🤖 AI Summary
Existing multilingual mathematical benchmarks (e.g., MGSM) suffer from translation errors and inconsistent answer extraction, leading to distorted LLM cross-lingual performance evaluation and artificially inflated disparities between high- and low-resource languages.
Method: We propose a scalable, automated quality assurance framework integrating back-translation validation and standardized answer parsing to systematically correct the MGSM dataset and unify evaluation protocols.

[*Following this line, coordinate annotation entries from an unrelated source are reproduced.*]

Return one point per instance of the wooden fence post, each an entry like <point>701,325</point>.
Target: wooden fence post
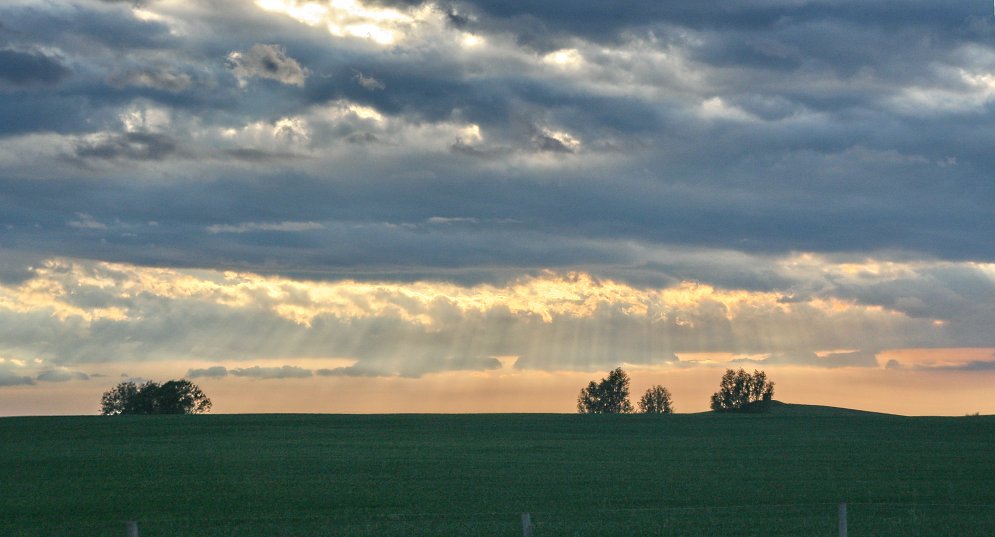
<point>526,525</point>
<point>843,519</point>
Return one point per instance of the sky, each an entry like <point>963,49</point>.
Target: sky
<point>472,206</point>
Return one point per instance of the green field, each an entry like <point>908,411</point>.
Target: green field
<point>781,473</point>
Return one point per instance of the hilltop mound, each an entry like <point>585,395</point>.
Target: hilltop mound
<point>789,409</point>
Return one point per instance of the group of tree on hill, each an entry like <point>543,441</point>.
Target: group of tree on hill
<point>172,397</point>
<point>739,391</point>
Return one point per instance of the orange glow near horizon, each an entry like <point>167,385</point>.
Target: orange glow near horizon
<point>508,390</point>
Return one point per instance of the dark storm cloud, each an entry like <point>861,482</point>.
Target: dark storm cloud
<point>765,127</point>
<point>130,146</point>
<point>267,61</point>
<point>29,68</point>
<point>284,372</point>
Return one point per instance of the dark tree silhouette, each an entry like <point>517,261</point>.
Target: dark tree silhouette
<point>656,400</point>
<point>172,397</point>
<point>741,391</point>
<point>609,396</point>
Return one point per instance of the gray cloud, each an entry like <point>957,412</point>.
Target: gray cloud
<point>832,360</point>
<point>267,61</point>
<point>650,145</point>
<point>61,375</point>
<point>157,78</point>
<point>8,378</point>
<point>130,146</point>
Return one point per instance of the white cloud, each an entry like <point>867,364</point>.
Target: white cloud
<point>266,61</point>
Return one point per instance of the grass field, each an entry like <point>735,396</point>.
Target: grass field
<point>781,473</point>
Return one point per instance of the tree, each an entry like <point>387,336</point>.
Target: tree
<point>741,391</point>
<point>172,397</point>
<point>656,400</point>
<point>610,396</point>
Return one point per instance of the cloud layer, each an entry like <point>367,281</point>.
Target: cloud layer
<point>413,187</point>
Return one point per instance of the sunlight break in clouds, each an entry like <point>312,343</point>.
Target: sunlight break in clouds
<point>347,18</point>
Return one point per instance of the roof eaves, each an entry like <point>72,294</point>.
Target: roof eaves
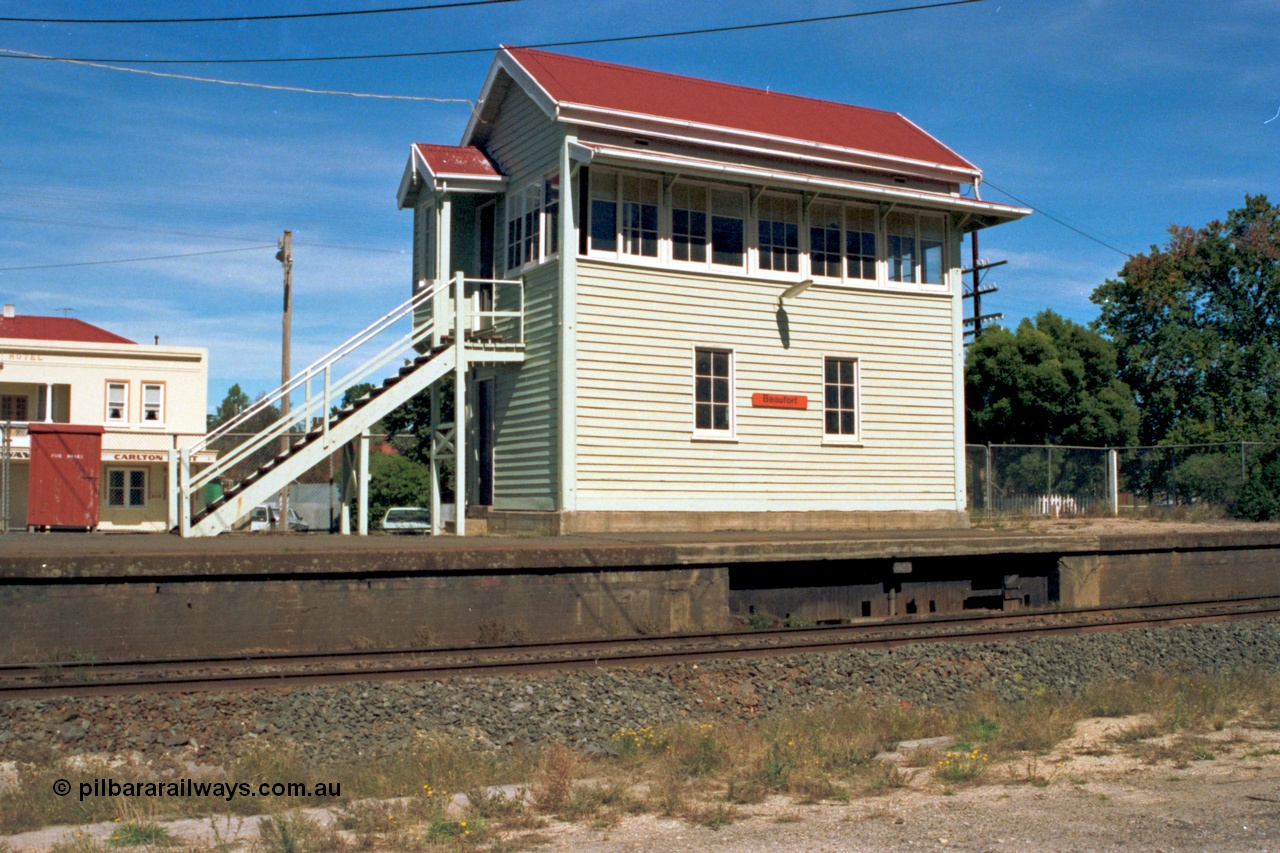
<point>800,179</point>
<point>522,77</point>
<point>853,156</point>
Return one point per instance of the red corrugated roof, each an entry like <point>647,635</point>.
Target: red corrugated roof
<point>688,99</point>
<point>55,328</point>
<point>457,159</point>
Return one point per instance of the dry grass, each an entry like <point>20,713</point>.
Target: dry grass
<point>705,774</point>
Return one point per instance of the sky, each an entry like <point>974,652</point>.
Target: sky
<point>1115,117</point>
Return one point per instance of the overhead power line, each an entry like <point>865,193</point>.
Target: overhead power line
<point>457,4</point>
<point>136,260</point>
<point>1048,215</point>
<point>572,42</point>
<point>18,54</point>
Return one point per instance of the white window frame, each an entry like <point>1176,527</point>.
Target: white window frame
<point>124,405</point>
<point>918,258</point>
<point>878,250</point>
<point>24,400</point>
<point>754,245</point>
<point>713,434</point>
<point>127,488</point>
<point>661,255</point>
<point>159,420</point>
<point>844,438</point>
<point>525,210</point>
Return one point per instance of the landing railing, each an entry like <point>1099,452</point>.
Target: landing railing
<point>315,409</point>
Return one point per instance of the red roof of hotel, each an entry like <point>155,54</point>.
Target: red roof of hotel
<point>457,159</point>
<point>55,328</point>
<point>635,90</point>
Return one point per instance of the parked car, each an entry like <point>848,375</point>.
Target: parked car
<point>407,519</point>
<point>265,515</point>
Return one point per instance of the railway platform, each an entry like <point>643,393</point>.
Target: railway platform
<point>127,596</point>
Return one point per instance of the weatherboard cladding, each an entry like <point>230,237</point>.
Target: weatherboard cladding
<point>635,334</point>
<point>55,328</point>
<point>571,80</point>
<point>457,160</point>
<point>525,145</point>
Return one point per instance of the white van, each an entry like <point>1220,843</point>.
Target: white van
<point>265,515</point>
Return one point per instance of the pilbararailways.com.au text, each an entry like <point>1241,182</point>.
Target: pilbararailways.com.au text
<point>197,788</point>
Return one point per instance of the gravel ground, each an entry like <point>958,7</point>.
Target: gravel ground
<point>585,708</point>
<point>1229,803</point>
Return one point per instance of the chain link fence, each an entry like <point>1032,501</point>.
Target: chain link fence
<point>1056,480</point>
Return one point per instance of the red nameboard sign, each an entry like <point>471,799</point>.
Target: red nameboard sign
<point>780,401</point>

Contribution/Results: Experiments show that, after correction, performance disparities across languages vanish for mainstream LLMs—challenging the prevailing “language capability gap” narrative. This work exposes severe evaluation contamination in multilingual research and introduces the first open-source, reproducible, high-quality multilingual mathematical benchmark. It establishes a methodological foundation for trustworthy cross-lingual capability analysis, enabling more accurate and equitable assessment of LLMs’ mathematical reasoning across languages.
📝 Abstract
Most current large language models (LLMs) support a wide variety of languages in addition to English, including high-resource languages (e.g. German, Chinese, French), as well as low-resource ones (e.g. Swahili, Telugu). In addition they have also shown impressive capabilities in different domains, like coding, science and math. In this short paper, taking math as an example domain, we study the performance of different LLMs across languages. Experimental results show that there exists a non-negligible and consistent gap in the performance of the models across languages. Interestingly, and somewhat against expectations, the gap exists for both high- and low-resource languages. We hope that these results influence further research into cross-lingual capability generalization for next generation LLMs. If it weren't for the fact that they are false! By analyzing one of the standard multilingual math benchmarks (MGSM), we determine that several translation errors are present in the data. Furthermore, the lack of standardized answer extraction from LLM outputs further influences the final results. We propose a method for automatic quality assurance to address the first issue at scale, and give recommendations to address the second one. Combining these two approaches we show that the aforementioned language gap mostly disappears, leading to completely different conclusions from our research. We additionally release the corrected dataset to the community.